Most apps need SSE for live updates and never touch the others. Reach for them when you have a specific need (real time collaboration, video, gaming).

A peek under the hood

What really happens when you call a platform API:

  1. JavaScript calls into the browser's C++ implementation.
  2. The browser does the work (often on another thread or in another process).
  3. The result comes back as a Promise resolution, an event, or a callback.
  4. Your code runs in the JS event loop.

Two consequences for senior engineers:

  • Native APIs are usually faster than userland equivalents because the heavy lifting happens off the main thread.
  • Browser support varies. Use caniuse.com before committing. For features you must have everywhere, polyfills exist. For features that gracefully degrade, feature detect with if ("foo" in window) and ship the better experience to capable browsers.

Tiny tips that will save you later

  • Read MDN. It is the single best web platform documentation, and it is free.
  • Use caniuse.com before adopting any platform API. Browser share matters.
  • Feature detect, do not user agent sniff. if ("share" in navigator) is the right check.
  • Cancel everything. AbortController works with fetch, with addEventListener, with most modern APIs.
  • Use IntersectionObserver instead of scroll listeners.
  • Use ResizeObserver instead of window resize listeners when you only care about an element.
  • Use BroadcastChannel for cross tab communication.
  • Use idb-keyval or Dexie for IndexedDB unless you really enjoy callbacks.
  • Use Workbox or Vite PWA for Service Workers.
  • Use view-transition for navigation animations. Free polish.
  • Respect prefers-reduced-motion and prefers-color-scheme. They are one query away.
  • Keep platform APIs small. Wrap each in a tiny module so the call sites do not get noisy.

Wrapping up

So that is the whole story. The web platform stopped being a dumb document viewer years ago. Modern browsers ship a small operating system: a network stack with cancellation and streaming, three storage tiers, real threads, real schedulers, observers for everything that used to need a polling loop, broadcast channels for cross tab life, file system access, share sheets, push notifications, and beautiful view transitions.

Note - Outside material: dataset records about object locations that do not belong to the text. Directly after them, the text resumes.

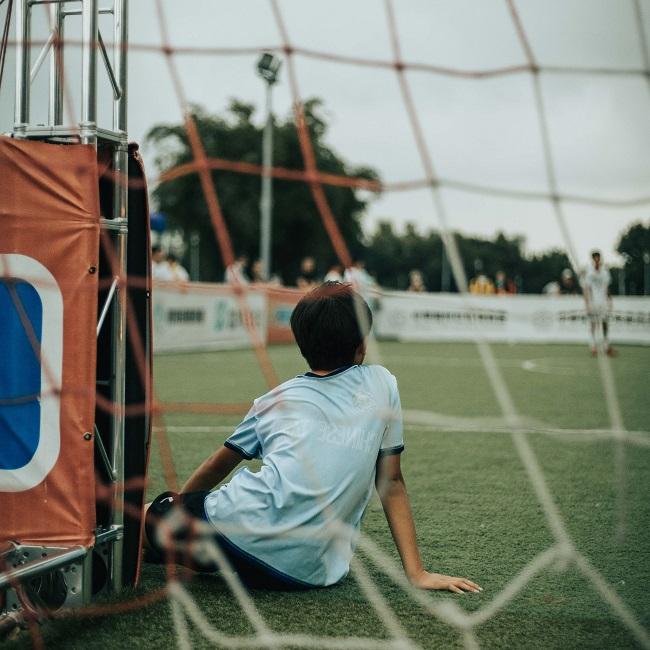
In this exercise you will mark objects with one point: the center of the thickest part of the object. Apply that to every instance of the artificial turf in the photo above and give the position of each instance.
(475, 507)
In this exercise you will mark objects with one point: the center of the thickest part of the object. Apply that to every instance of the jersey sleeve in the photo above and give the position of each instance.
(393, 439)
(245, 440)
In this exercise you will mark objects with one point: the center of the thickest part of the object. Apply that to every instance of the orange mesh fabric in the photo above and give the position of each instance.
(49, 219)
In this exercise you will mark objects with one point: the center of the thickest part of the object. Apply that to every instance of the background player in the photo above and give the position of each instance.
(599, 302)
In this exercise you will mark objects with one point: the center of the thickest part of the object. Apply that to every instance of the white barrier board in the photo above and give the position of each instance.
(559, 319)
(200, 316)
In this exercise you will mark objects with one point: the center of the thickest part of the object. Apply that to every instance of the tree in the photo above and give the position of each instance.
(633, 245)
(391, 256)
(297, 227)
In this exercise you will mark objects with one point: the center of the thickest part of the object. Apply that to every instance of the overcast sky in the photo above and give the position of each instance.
(483, 131)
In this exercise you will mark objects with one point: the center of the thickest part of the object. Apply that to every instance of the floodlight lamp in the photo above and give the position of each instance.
(268, 67)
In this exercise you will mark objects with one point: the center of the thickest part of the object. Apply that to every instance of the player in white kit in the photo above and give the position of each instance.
(599, 302)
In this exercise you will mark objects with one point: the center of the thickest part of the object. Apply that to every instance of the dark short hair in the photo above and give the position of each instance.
(329, 324)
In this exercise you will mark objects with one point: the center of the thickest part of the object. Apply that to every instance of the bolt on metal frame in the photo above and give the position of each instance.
(86, 131)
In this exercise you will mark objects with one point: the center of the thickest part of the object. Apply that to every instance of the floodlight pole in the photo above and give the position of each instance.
(267, 68)
(266, 200)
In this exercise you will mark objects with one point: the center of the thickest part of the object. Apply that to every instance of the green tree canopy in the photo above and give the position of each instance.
(633, 245)
(391, 256)
(297, 227)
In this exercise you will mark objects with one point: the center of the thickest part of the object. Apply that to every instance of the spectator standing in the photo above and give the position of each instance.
(598, 300)
(568, 284)
(416, 282)
(160, 270)
(308, 276)
(335, 274)
(481, 285)
(235, 273)
(177, 271)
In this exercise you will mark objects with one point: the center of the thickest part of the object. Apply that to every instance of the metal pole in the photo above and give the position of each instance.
(121, 39)
(120, 211)
(621, 281)
(266, 200)
(444, 271)
(88, 125)
(56, 66)
(195, 252)
(119, 386)
(23, 65)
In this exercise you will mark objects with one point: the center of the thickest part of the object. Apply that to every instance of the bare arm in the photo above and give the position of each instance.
(213, 470)
(397, 508)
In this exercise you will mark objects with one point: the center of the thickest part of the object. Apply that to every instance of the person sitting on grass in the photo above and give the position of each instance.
(324, 438)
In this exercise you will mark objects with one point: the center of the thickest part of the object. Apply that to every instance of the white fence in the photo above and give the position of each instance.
(526, 318)
(208, 317)
(202, 316)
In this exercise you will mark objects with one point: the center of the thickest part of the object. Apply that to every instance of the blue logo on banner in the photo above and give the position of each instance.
(20, 373)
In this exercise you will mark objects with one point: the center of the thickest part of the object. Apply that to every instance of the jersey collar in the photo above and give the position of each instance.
(338, 371)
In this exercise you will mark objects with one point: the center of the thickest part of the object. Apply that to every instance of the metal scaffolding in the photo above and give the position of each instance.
(35, 561)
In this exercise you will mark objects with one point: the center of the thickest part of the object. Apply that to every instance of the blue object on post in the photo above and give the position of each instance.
(20, 372)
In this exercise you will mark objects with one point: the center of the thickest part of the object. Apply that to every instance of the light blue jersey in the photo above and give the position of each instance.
(319, 439)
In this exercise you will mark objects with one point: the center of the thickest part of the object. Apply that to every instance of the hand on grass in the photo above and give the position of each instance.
(426, 580)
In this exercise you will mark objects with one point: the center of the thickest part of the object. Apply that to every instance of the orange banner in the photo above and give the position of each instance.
(49, 234)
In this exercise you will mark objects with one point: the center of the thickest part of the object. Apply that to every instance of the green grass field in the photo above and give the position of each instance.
(475, 507)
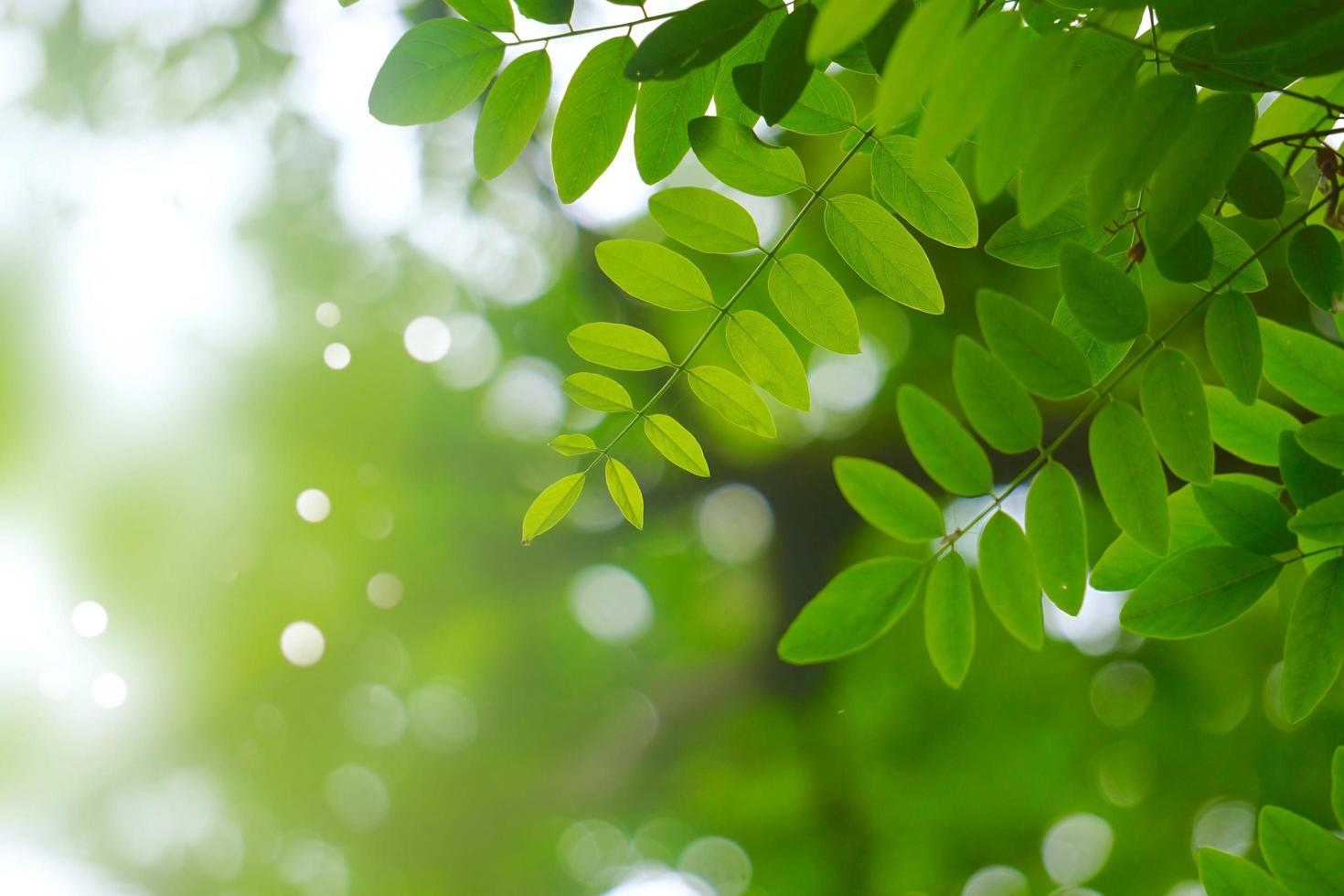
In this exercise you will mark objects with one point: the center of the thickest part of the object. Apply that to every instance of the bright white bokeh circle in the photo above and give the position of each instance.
(428, 338)
(89, 620)
(303, 644)
(314, 506)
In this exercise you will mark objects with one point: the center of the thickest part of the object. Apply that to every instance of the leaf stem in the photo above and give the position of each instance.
(1104, 395)
(769, 254)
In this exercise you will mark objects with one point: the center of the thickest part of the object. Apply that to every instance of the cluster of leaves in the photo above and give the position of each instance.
(1303, 858)
(1115, 157)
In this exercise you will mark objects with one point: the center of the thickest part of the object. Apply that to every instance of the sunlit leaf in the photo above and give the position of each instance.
(768, 357)
(705, 219)
(551, 506)
(1313, 650)
(1198, 592)
(928, 194)
(1129, 475)
(815, 304)
(887, 500)
(855, 609)
(742, 160)
(941, 445)
(997, 404)
(1043, 359)
(592, 119)
(511, 112)
(883, 252)
(618, 346)
(1008, 579)
(434, 69)
(597, 392)
(625, 492)
(731, 397)
(1232, 338)
(949, 618)
(1057, 531)
(677, 443)
(655, 274)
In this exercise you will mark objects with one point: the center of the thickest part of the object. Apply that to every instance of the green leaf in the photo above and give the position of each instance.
(1129, 475)
(1317, 265)
(1313, 650)
(1198, 592)
(1057, 531)
(1307, 478)
(951, 618)
(554, 12)
(625, 492)
(705, 220)
(887, 500)
(1244, 516)
(768, 357)
(948, 453)
(997, 404)
(1172, 398)
(1324, 440)
(917, 59)
(1160, 112)
(1232, 338)
(815, 304)
(1104, 300)
(928, 194)
(551, 506)
(855, 609)
(1321, 521)
(663, 113)
(436, 69)
(1043, 359)
(1101, 357)
(728, 394)
(883, 252)
(597, 392)
(843, 23)
(785, 70)
(572, 445)
(1304, 367)
(1307, 859)
(655, 274)
(740, 159)
(969, 82)
(1040, 246)
(1125, 564)
(1008, 579)
(677, 443)
(1249, 432)
(492, 15)
(618, 346)
(511, 112)
(592, 119)
(1257, 187)
(1230, 251)
(1226, 875)
(1189, 258)
(1198, 165)
(692, 37)
(1083, 114)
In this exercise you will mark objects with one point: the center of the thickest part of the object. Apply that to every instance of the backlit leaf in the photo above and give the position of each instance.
(855, 609)
(677, 443)
(1129, 475)
(887, 500)
(1198, 592)
(883, 252)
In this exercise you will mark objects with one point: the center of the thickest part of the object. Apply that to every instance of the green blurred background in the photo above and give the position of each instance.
(269, 361)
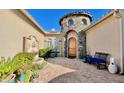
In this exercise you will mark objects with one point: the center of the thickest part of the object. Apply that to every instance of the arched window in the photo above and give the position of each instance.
(84, 21)
(70, 22)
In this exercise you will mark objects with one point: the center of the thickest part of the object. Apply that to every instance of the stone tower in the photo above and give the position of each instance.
(74, 39)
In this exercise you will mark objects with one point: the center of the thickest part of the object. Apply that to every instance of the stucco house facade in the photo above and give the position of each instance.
(77, 37)
(105, 35)
(15, 26)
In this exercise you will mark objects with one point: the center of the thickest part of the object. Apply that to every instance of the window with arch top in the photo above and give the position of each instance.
(84, 21)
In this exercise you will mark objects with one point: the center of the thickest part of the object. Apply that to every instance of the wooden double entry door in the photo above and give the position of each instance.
(72, 47)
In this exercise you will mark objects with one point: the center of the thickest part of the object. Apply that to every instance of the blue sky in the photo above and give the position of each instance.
(49, 18)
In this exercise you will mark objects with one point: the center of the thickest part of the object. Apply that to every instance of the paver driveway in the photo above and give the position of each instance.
(85, 73)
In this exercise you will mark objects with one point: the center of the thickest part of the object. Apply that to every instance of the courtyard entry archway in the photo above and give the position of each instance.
(72, 47)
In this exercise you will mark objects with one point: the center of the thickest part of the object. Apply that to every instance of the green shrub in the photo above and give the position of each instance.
(20, 60)
(27, 76)
(44, 52)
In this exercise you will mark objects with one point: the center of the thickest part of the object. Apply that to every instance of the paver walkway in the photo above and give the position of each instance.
(51, 71)
(86, 73)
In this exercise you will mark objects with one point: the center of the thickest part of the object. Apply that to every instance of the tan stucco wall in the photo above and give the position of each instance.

A senior frontend engineer treats these as the first toolkit, not the last resort. The libraries on npm exist because the platform was missing the feature. Many features have shipped. Many libraries can come out of your package.json if you check what the browser already does.

Once that map is in your head, you write less code, ship smaller bundles, and build apps that feel like the device they run on.

Happy platforming, and may your dependency list stay short.